Yaklaşık üç yıldır. Rütbesi de bu nedenle üç çembere eşitti. Rana’nın şehrinde
insanın dış dünyaya açılan parçası ellerdi. Sadece dokunsal olarak en gelişmiş
vücut parçası olmasıyla tanımlanmayı hak etmiyordu. Burada; kendini ifade
etmenin, kim olduğunu kanıtlamanın, gücün bir göstergesiydi. Yani ellerindeki
dövmeler birçok şeyi simgeliyordu. Ancak buraya ait olmayan kızın titreyen
cılız elleri kâğıdı uzatırken merhamet istediğini gösteriyordu, başka hiçbir
anlam çıkarmamanız gereken bir işaret. Kahil kâğıtta yazanları bu mesafeden
okuyamıyordu, yine de hepsinin altındaki kırmızı mühür oldukça netti. Yıllarca
ezilen halk kendini kurtarmaya çalışmıştı. İçlerinde zenginler, zekiler,
çalışkanlar ya da bir şekilde sefil olan diğerlerinin arasından sıyrılmayı
başaranlar başka yurtlar aramak için yola koyulmuştu. Hala umudun olduğunu
düşündükleri yerlere doğru koşmayı denemişlerdi. Savaş çoğu yerde yıllar önce
bitmişti ancak bazı yerler aradan geçen tüm zamana rağmen kendi iç düzenini
kurmayı başaramamıştı. Halk sefillik içinde kimsenin birbirine aldırış
etmeyeceği bir şekilde yaşıyordu. Tüm odunların kül olduğu kamp ateşinin
aslında sönmeyip, en dipte bir kozdan usulca gri bir duman olarak sızışı
gibiydi.
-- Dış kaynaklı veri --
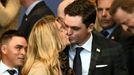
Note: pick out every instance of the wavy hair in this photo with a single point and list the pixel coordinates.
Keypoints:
(44, 44)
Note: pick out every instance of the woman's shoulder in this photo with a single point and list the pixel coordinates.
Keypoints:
(39, 68)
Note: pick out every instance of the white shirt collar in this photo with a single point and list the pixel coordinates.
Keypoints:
(29, 9)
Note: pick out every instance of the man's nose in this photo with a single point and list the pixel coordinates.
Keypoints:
(104, 13)
(69, 31)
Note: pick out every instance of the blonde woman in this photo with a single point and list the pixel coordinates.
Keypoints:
(47, 39)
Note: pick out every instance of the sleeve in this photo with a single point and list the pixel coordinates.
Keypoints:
(119, 62)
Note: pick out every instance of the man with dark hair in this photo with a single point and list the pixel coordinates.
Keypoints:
(114, 30)
(123, 13)
(90, 53)
(13, 46)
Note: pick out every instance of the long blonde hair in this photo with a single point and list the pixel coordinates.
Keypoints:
(44, 45)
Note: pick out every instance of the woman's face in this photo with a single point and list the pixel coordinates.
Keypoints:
(63, 32)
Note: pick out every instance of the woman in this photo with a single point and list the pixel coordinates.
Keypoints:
(47, 39)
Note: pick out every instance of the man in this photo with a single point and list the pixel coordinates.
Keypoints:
(35, 10)
(115, 31)
(123, 13)
(13, 52)
(98, 54)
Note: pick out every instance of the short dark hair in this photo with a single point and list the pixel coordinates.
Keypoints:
(84, 8)
(6, 36)
(126, 5)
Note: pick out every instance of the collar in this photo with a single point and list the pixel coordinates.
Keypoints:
(29, 9)
(87, 45)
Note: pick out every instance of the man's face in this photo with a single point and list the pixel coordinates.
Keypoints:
(78, 33)
(104, 17)
(125, 18)
(14, 51)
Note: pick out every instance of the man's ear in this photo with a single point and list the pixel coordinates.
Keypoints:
(4, 49)
(91, 27)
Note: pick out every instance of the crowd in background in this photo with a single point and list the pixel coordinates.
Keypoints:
(66, 37)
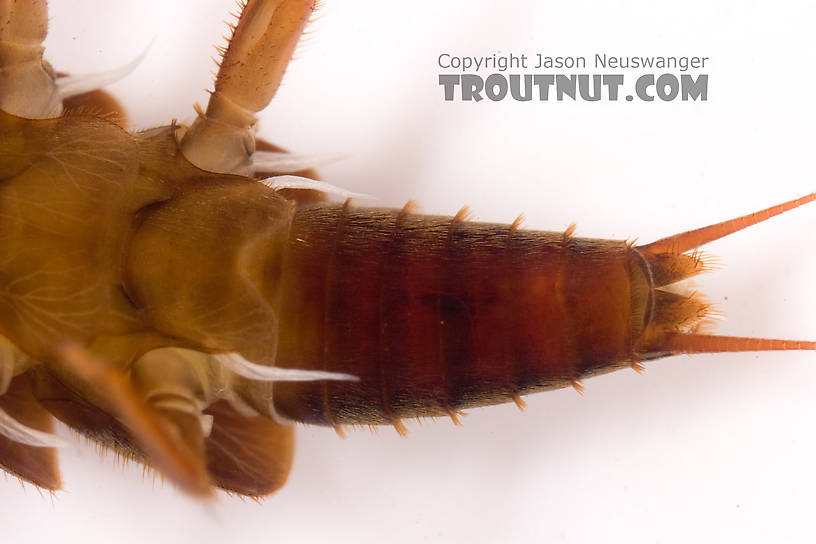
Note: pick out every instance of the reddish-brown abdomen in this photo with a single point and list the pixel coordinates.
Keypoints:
(435, 314)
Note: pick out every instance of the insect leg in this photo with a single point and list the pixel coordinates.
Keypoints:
(26, 81)
(37, 465)
(251, 69)
(154, 433)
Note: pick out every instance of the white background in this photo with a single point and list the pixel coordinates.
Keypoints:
(704, 448)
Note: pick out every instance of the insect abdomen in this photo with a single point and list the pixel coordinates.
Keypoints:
(434, 314)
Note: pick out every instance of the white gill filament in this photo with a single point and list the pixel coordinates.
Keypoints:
(82, 83)
(297, 182)
(288, 163)
(17, 432)
(239, 365)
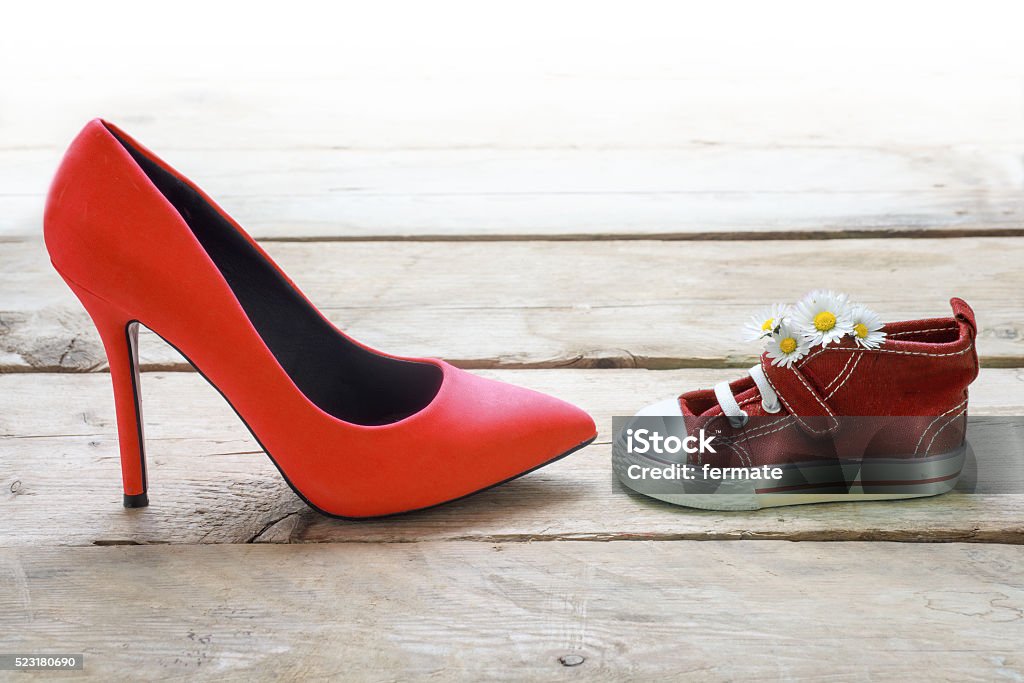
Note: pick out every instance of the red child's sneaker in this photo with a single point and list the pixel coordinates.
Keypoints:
(841, 408)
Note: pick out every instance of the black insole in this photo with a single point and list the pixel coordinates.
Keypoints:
(341, 378)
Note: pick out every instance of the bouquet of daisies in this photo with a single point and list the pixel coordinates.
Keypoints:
(820, 318)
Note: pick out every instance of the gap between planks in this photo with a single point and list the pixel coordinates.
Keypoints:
(476, 611)
(598, 304)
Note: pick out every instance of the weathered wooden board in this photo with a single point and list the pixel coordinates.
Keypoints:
(698, 191)
(275, 110)
(646, 304)
(473, 611)
(59, 476)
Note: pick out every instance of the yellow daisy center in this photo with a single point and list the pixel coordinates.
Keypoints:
(824, 322)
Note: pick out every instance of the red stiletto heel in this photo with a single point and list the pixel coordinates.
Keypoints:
(120, 337)
(355, 432)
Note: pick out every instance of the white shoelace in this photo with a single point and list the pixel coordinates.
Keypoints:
(737, 416)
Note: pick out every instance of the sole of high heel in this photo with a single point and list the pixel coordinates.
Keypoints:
(144, 501)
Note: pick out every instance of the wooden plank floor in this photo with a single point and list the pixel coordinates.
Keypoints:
(596, 239)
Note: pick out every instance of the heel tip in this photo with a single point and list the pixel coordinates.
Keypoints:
(136, 501)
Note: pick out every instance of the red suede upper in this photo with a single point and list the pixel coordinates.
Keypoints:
(911, 393)
(113, 235)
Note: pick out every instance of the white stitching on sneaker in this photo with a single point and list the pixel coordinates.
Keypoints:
(920, 332)
(928, 449)
(884, 350)
(794, 413)
(840, 373)
(833, 392)
(924, 433)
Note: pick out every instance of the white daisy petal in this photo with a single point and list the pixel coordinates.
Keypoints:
(866, 327)
(823, 316)
(761, 326)
(786, 345)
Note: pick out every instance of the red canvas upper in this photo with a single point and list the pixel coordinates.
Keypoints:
(114, 236)
(914, 387)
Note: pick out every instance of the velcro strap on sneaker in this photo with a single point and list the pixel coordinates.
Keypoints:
(801, 399)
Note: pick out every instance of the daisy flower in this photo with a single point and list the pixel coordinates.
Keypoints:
(762, 325)
(823, 317)
(866, 327)
(786, 345)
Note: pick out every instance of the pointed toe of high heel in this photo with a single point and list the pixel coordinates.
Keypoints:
(354, 431)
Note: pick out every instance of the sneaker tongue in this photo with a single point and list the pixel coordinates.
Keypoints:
(704, 403)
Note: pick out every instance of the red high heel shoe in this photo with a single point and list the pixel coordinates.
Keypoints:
(354, 432)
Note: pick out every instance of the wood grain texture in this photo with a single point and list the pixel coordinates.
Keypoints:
(698, 191)
(210, 482)
(534, 304)
(472, 611)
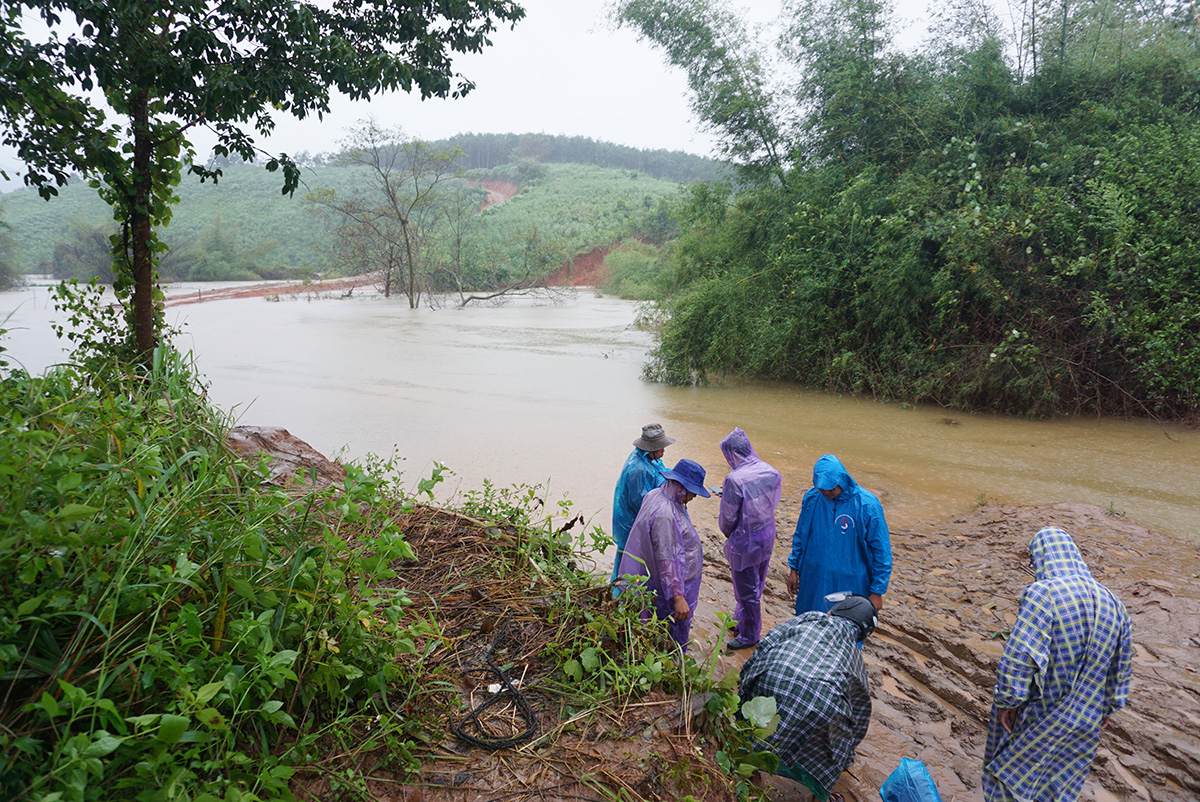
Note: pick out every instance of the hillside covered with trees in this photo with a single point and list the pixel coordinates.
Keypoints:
(575, 193)
(1003, 220)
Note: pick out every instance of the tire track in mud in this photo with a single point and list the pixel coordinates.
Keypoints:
(953, 597)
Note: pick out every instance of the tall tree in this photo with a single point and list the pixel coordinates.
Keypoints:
(726, 73)
(166, 66)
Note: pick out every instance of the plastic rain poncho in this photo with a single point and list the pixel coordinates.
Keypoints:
(640, 476)
(664, 548)
(839, 544)
(1067, 666)
(811, 665)
(747, 518)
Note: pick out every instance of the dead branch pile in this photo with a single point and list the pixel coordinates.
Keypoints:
(492, 596)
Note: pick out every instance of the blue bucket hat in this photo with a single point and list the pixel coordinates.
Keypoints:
(690, 476)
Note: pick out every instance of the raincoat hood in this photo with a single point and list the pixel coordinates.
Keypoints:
(1055, 555)
(828, 470)
(737, 449)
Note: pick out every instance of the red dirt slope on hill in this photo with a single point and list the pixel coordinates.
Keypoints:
(497, 192)
(585, 270)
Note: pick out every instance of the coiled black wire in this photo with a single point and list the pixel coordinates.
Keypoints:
(508, 690)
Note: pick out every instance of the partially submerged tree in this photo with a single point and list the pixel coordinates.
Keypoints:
(387, 222)
(162, 67)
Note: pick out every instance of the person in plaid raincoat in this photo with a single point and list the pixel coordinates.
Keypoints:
(814, 669)
(1065, 670)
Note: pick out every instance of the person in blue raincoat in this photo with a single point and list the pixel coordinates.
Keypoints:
(641, 473)
(841, 542)
(1065, 670)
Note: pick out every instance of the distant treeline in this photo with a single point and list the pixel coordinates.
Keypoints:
(485, 151)
(241, 228)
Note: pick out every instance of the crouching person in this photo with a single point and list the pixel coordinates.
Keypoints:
(814, 669)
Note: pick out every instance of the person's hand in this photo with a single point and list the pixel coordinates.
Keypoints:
(1008, 718)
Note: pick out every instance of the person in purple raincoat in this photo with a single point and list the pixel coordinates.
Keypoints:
(665, 549)
(749, 497)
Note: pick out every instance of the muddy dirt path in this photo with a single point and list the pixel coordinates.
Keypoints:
(954, 590)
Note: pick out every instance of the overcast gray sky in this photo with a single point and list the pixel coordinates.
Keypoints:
(561, 71)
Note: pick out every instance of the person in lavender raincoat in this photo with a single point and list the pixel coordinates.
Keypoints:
(747, 519)
(665, 549)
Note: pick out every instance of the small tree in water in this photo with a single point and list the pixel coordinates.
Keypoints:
(167, 66)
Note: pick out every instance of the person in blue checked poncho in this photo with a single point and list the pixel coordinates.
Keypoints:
(1065, 670)
(814, 669)
(841, 542)
(641, 473)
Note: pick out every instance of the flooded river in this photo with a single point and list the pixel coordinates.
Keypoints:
(551, 394)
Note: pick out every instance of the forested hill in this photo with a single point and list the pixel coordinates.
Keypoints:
(485, 151)
(575, 193)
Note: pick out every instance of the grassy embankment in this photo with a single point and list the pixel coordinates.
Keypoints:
(172, 628)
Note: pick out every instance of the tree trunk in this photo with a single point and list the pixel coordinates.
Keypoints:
(139, 199)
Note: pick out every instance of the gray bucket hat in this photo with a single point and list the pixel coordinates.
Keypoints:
(653, 438)
(859, 610)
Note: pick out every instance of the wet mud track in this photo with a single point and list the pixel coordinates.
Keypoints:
(953, 599)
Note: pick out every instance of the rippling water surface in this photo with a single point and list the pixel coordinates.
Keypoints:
(552, 394)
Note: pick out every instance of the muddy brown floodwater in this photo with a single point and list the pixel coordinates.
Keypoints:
(552, 394)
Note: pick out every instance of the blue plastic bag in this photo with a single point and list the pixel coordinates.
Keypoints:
(910, 783)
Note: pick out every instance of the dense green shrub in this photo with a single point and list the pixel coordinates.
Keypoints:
(994, 241)
(165, 622)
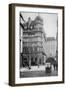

Tabi bu durum savaşın bittiği yerlerinde iyi halde olduğunu
kanıtlamıyordu. Dünya üzerinde binlerce yıl yaşanmıştı. İnsanoğlu her devirde
kendi sonunu getirmek için uğraştıysa da hiçbir dönem böylesi kanlı bir
atmosfere şahit olmamıştı, hiçbir zaman bu kadar insan ölmemişti.
Belli bir düzen şimdi
de vardı. Kaosun ve kasırganın ortasında duran bir masa ile sandalye gibi eğreti
bir sistemdi. Asla yerini bulamamış yaşamlar oradan oraya koşturuyorlardı. İşte
yeni bir çift yaşam daha karşısında duruyordu. Tamamen Kahil’in ve onun
dudaklarından dökülecek birkaç kelimenin insafına kalmıştı. Yepyeni, umut dolu
bir dünyanın kapılarının onlar için açılmasını bekliyorlardı. Ellerinden gelen
her şeyi yapmaya hazırlardı. İçgüdü işte.
“Düşün önüme.” Dedi
Kahil. Onlar önüne doğru geçtiğinde, birkaç adım atıp ağaçtaki oku sertçe
tutarak çekmeyi ve çantasına koymayı ihmal etmedi. Ancak bunları o kadar doğal
bir biçimde yapmayı öğrenmişti ki üzerindeki siyah hırkanın fermuarını yukarı
çekerken gelebilecek bir saldırıya da karşılık vermeye hazırdı. “Yürüyün
bakalım, derdiniz neymiş öğrenelim.” At kuyruğu yapılmış uzun siyah sıkı
saçları da attığı her adımda onlarla birlikte hareket ediyordu.